Durant ses études, Tim Frey a joué les coursiers à vélo pour 20 francs de l’heure au service de Philippe Krick. Cet ancien cadre banquier et officier a émigré à Genève où il a créé la «première entreprise de cyclomessagerie en Europe francophone. Philippe est un pionnier qui fonce, toujours réglo avec ses employés», admire Tim Frey.
KATHRIN AMACKER

Cette conseillère nationale de Binningen (BL) a dû démissionner lorsqu’elle a été nommée responsable de la communication d’entreprise chez Swisscom.
Les adversaires
ÉRIC STAUFFER

Le leader du Mouvement citoyens genevois (MCG) n’hésite jamais à jeter de l’huile sur le feu dans sa campagne contre les frontaliers. «C’est un populiste qui attise les émotions sans jamais proposer la moindre solution», critique Tim Frey.
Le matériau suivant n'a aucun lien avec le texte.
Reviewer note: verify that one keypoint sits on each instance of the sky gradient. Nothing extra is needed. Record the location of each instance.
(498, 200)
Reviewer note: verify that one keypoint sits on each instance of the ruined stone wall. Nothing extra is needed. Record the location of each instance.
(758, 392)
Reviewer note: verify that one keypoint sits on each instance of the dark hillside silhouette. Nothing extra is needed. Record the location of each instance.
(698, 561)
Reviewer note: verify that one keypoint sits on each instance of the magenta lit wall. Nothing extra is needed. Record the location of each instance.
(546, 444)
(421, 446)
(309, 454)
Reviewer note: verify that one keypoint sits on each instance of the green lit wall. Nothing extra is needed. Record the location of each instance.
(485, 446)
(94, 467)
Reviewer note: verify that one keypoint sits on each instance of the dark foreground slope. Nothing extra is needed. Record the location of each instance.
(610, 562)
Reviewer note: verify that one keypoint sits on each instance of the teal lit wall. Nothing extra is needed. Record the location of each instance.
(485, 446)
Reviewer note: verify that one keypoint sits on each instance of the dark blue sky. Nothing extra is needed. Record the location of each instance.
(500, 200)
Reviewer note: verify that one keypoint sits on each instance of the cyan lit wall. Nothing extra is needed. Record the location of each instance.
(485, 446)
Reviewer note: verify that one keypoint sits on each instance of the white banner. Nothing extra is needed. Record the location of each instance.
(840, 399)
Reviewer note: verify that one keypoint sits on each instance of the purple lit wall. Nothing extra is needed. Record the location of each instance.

Genève a besoin de 100 000 nouveaux logements. «Eric Stauffer ferait mieux de proposer des mesures pour soulager le marché de l’immobilier.»
ULRICH SCHLÜER

Le conseiller national UDC, rédacteur en chef du journal Schweizerzeit et grand partisan de l’initiative pour l’interdiction des minarets. «Il raconte les mêmes salades depuis l’époque où il a été secrétaire de James Schwarzenbach», auteur de l’initiative contre la surpopulation étrangère en 1970 déjà.